For over 35 years Pixie Projects, a 501c3 Nonprofit Organization in Clovis CA, has opened its doors to care for hundreds of very special animals. Most had been maimed and injured so badly they were left permanently scarred and disfigured and others had been abused so severely they were left permanently disabled. These are extreme cases, so be forewarned that some visitors may find photos on the Pixie Project web site to be disturbing.
Pixie’s life has been one of great tragedy and overwhelming inspiration as she has faced some of life’s greatest trials and tribulations, and found the courage and determination to survive and live on her terms.
It has been over ten years since a little three-legged palomino pony mare hopped out of the back of a stock trailer and into a new life, but it has been an incredible inspiring journey, not only for her, but for her new family.
Left to suffer and care for herself after her right hind leg was torn off as a baby, Pixie somehow managed to survive on her own in a mountain pasture for several years before she was rescued.
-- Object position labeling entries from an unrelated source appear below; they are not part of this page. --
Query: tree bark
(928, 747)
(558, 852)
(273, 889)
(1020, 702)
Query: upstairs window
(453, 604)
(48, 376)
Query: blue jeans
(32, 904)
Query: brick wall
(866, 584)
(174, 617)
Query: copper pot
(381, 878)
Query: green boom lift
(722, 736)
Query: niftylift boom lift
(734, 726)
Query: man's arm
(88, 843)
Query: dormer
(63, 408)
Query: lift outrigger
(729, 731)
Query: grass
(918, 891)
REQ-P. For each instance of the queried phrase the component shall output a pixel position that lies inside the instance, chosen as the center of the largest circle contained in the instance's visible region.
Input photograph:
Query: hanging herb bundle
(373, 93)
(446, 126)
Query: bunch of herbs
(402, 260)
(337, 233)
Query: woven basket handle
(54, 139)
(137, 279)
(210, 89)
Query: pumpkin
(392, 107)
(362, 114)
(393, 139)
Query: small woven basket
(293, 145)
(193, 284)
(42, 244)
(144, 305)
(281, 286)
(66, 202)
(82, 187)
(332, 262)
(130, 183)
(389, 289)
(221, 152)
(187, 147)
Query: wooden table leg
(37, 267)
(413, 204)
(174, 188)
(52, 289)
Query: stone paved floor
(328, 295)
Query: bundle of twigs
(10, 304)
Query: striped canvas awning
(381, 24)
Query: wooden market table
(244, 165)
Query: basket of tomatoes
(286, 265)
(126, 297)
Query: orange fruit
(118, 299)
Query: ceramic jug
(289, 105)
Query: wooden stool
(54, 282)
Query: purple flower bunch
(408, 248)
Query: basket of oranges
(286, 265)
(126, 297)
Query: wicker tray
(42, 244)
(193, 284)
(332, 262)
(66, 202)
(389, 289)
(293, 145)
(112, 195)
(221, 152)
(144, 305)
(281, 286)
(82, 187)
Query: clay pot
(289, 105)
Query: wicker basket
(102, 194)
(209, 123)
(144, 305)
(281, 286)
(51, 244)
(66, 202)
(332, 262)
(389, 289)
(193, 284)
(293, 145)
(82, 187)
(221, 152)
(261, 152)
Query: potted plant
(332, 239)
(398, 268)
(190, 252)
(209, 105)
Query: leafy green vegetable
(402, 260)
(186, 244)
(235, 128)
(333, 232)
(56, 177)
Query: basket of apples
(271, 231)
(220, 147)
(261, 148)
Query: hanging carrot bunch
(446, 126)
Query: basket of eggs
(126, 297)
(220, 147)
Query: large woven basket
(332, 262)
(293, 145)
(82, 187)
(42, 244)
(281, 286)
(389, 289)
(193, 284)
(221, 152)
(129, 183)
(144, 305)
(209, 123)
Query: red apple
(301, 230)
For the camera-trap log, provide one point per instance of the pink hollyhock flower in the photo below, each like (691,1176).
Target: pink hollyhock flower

Not only had she dragged herself along to find food and water, but she had endured the attacks of the band of horses she was left with. With her little stub dangling she would stand and fight and then hobble away as they ran her down. But, there was more. At not quite three years old, Pixie was also in foal to a full sized stallion when she arrived at her new forever home.
Over the next several months, she grew huge as everyone awaited the birth of her foal, and hopped for the best. But tragedy struck again when the full sized filly she was carrying died during birth and Pixie was left fighting for her life.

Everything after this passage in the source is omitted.